Ce ballet est l’une des œuvres les plus imposantes de Ravel : outre un orchestre gigantesque, il fait également appel à un chœur qui se produit à la fois sur scène et dans les coulisses ; il y travailla pendant près de trois ans. La création fut reportée à plusieurs reprises, en partie à cause d’une divergence de vues entre Ravel et Fokine : le compositeur envisageait une grande fresque musicale par analogie avec les paysages grecs des peintres français de la fin du XVIIIe siècle, ce qui ne cadrait pas avec les conceptions archaïques du chorégraphe. En outre, les danseurs n’étaient pas satisfaits du peu de temps de répétition et des rythmes difficiles du finale.
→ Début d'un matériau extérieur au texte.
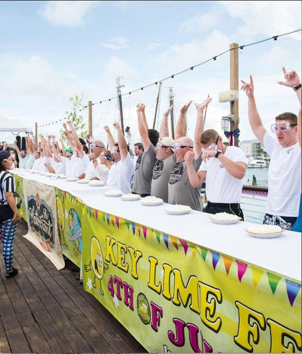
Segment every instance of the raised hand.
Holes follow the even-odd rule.
[[[189,101],[188,103],[185,104],[185,106],[182,106],[182,107],[180,109],[180,113],[182,114],[186,114],[189,107],[190,106],[190,104],[192,103],[192,100]]]
[[[171,106],[170,106],[168,109],[164,113],[164,117],[167,117],[171,111],[172,111],[172,109],[173,109],[173,104]]]
[[[203,101],[202,103],[196,103],[195,106],[196,107],[196,109],[198,111],[203,111],[203,109],[209,104],[209,103],[213,99],[211,97],[209,97]]]
[[[282,68],[282,70],[284,73],[284,78],[285,79],[285,81],[278,81],[278,84],[286,86],[287,87],[292,87],[293,88],[301,83],[300,78],[294,70],[290,71],[290,73],[287,73],[284,67]]]
[[[118,122],[115,122],[113,123],[113,127],[115,128],[115,129],[120,129],[120,123]]]
[[[254,82],[252,75],[249,75],[249,84],[241,80],[243,85],[241,86],[240,90],[243,90],[247,97],[252,97],[254,95]]]

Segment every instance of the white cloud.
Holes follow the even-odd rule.
[[[205,32],[213,28],[218,23],[219,18],[219,11],[216,7],[214,7],[208,12],[199,12],[180,24],[178,32]]]
[[[123,37],[113,37],[108,40],[107,43],[101,43],[101,46],[108,49],[117,50],[118,49],[124,49],[127,48],[128,39]]]
[[[39,13],[55,26],[75,27],[84,23],[84,19],[100,1],[46,1]]]
[[[254,37],[258,35],[273,36],[301,28],[300,1],[236,1],[218,2],[227,13],[241,20],[238,29],[242,37]],[[301,32],[290,35],[301,41]]]

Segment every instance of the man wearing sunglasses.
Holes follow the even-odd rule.
[[[186,153],[185,159],[192,186],[201,186],[205,181],[208,202],[204,211],[233,214],[243,220],[240,199],[247,166],[245,155],[238,147],[225,146],[214,129],[204,131],[200,142],[202,162],[197,173],[193,167],[191,151]]]
[[[130,194],[131,193],[130,180],[134,173],[133,163],[120,123],[115,122],[113,127],[117,131],[117,142],[115,142],[113,139],[109,127],[107,125],[104,127],[107,133],[107,142],[114,159],[114,162],[108,174],[107,185],[117,188],[124,193]]]
[[[96,159],[97,163],[100,165],[101,161],[100,160],[100,156],[101,153],[104,151],[104,142],[101,140],[93,140],[93,142],[91,144],[91,149],[94,155],[94,158]],[[79,179],[85,178],[86,180],[98,180],[96,176],[96,168],[94,165],[93,159],[91,159],[89,165],[86,169],[85,171],[79,176]]]
[[[197,171],[201,164],[200,136],[203,131],[203,111],[211,101],[209,97],[202,103],[195,104],[197,109],[197,119],[194,132],[194,140],[187,135],[187,111],[192,101],[189,102],[180,109],[180,114],[176,127],[176,143],[174,153],[177,161],[171,171],[169,180],[169,203],[190,206],[194,210],[201,211],[201,196],[200,187],[194,187],[189,180],[187,162],[185,156],[187,151],[194,155],[192,164]]]
[[[283,68],[285,82],[278,84],[294,89],[301,104],[300,78],[294,71],[287,73]],[[270,156],[268,173],[268,194],[263,223],[279,225],[291,230],[299,214],[301,192],[301,152],[298,142],[297,117],[286,112],[277,115],[271,129],[276,137],[270,136],[263,127],[256,106],[254,82],[241,80],[248,99],[249,120],[254,133]]]

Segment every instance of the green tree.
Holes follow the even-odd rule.
[[[69,98],[69,102],[71,103],[71,108],[70,111],[66,111],[65,112],[65,118],[66,121],[71,120],[73,122],[73,127],[75,127],[79,138],[82,138],[85,140],[88,133],[88,130],[85,129],[86,123],[84,122],[84,117],[82,114],[84,111],[84,106],[82,104],[83,98],[84,93],[80,96],[76,95],[75,97],[70,97]],[[81,110],[81,111],[79,111],[79,110]],[[63,141],[66,142],[67,139],[64,135],[62,129],[60,130],[60,133]]]

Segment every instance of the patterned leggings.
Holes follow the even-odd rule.
[[[12,218],[6,220],[1,224],[1,230],[3,234],[2,241],[3,243],[3,259],[6,263],[6,272],[10,272],[12,268],[12,241],[15,239],[17,225],[12,224]]]

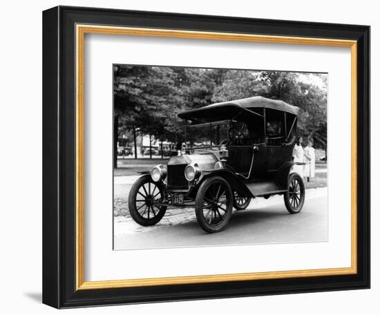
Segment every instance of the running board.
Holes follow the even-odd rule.
[[[249,189],[249,191],[251,191],[254,197],[272,195],[274,193],[282,193],[286,191],[286,190],[279,189],[278,187],[272,181],[251,182],[247,184],[247,187]]]

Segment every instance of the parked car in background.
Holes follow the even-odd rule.
[[[156,155],[158,154],[158,151],[154,148],[151,149],[152,155]],[[150,155],[149,148],[144,149],[143,153],[144,155]]]
[[[124,146],[117,148],[117,155],[129,156],[133,155],[133,152],[131,146]]]
[[[131,216],[158,223],[168,207],[193,206],[209,233],[227,225],[232,209],[251,198],[283,195],[290,213],[305,201],[305,185],[291,172],[298,108],[263,97],[218,103],[178,114],[191,122],[180,154],[142,172],[129,197]],[[194,129],[196,128],[196,129]]]

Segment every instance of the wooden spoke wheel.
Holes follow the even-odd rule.
[[[305,202],[305,184],[301,176],[292,173],[287,180],[287,191],[284,193],[286,209],[292,214],[301,211]]]
[[[222,231],[231,218],[233,203],[232,191],[224,178],[206,179],[196,198],[196,215],[202,229],[209,233]]]
[[[133,219],[143,226],[154,225],[165,214],[167,207],[160,204],[164,199],[164,187],[153,182],[150,175],[140,177],[132,186],[128,198]]]
[[[250,197],[245,197],[239,195],[236,191],[234,191],[234,207],[236,210],[244,210],[251,202]]]

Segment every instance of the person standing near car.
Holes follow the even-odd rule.
[[[293,149],[293,162],[303,163],[304,160],[304,152],[303,148],[302,147],[302,137],[300,137],[294,145],[294,149]],[[294,165],[293,166],[293,172],[298,173],[299,175],[303,178],[303,165]]]
[[[309,140],[307,146],[305,148],[305,176],[307,179],[307,182],[310,181],[310,178],[314,177],[315,175],[315,150],[312,147],[313,143]]]

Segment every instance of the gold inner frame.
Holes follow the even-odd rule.
[[[219,41],[255,41],[351,48],[351,267],[319,269],[227,274],[169,278],[84,281],[84,101],[85,34],[176,37]],[[165,285],[354,274],[357,272],[357,42],[353,40],[267,36],[156,28],[76,25],[76,286],[77,289],[109,289]]]

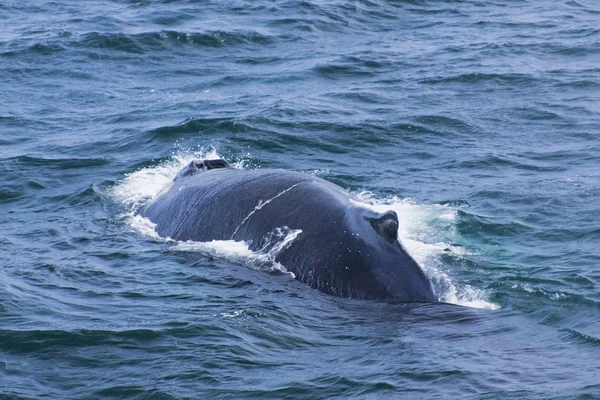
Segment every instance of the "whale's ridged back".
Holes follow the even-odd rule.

Avant même la première le 8 juin 1912, Ravel avait déjà retravaillé les deux premières scènes du ballet pour en faire une première suite orchestrale. La deuxième suite fut réalisée ensuite et s’ouvre sur le célèbre « Lever du jour », lorsque les deux amants se retrouvent à l’aube. Ravel a composé ici l’une des interprétations musicales d’une scène naturelle les plus poétiques : le craquement du bois devient cris d’oiseaux, qui à leur tour mènent à une mélodie passionnée. Dans la section suivante, les amants interprètent par gratitude des scènes de l’histoire des dieux Pan et Syrinx. Le tout se termine par une danse de louange aux dieux, dans un rythme à 5/4 que redoutaient tant les danseurs. Avec Daphnis et Chloé, Ravel n’avait pas à l’idée de composer un ballet traditionnel – il la qualifiait d’ailleurs de « symphonie chorégraphique » et estimait que la couleur et l’atmosphère devaient primer – ; il rencontra d’ailleurs une certaine opposition. Lalo, présent dans la salle lors de la première représentation, estima que le ballet manquait d’un élément essentiel : le rythme. Stravinsky, en revanche, l’apprécia beaucoup : « C’est non seulement la meilleure œuvre de Ravel, mais aussi l’une des plus belles œuvres d’art de la musique française. »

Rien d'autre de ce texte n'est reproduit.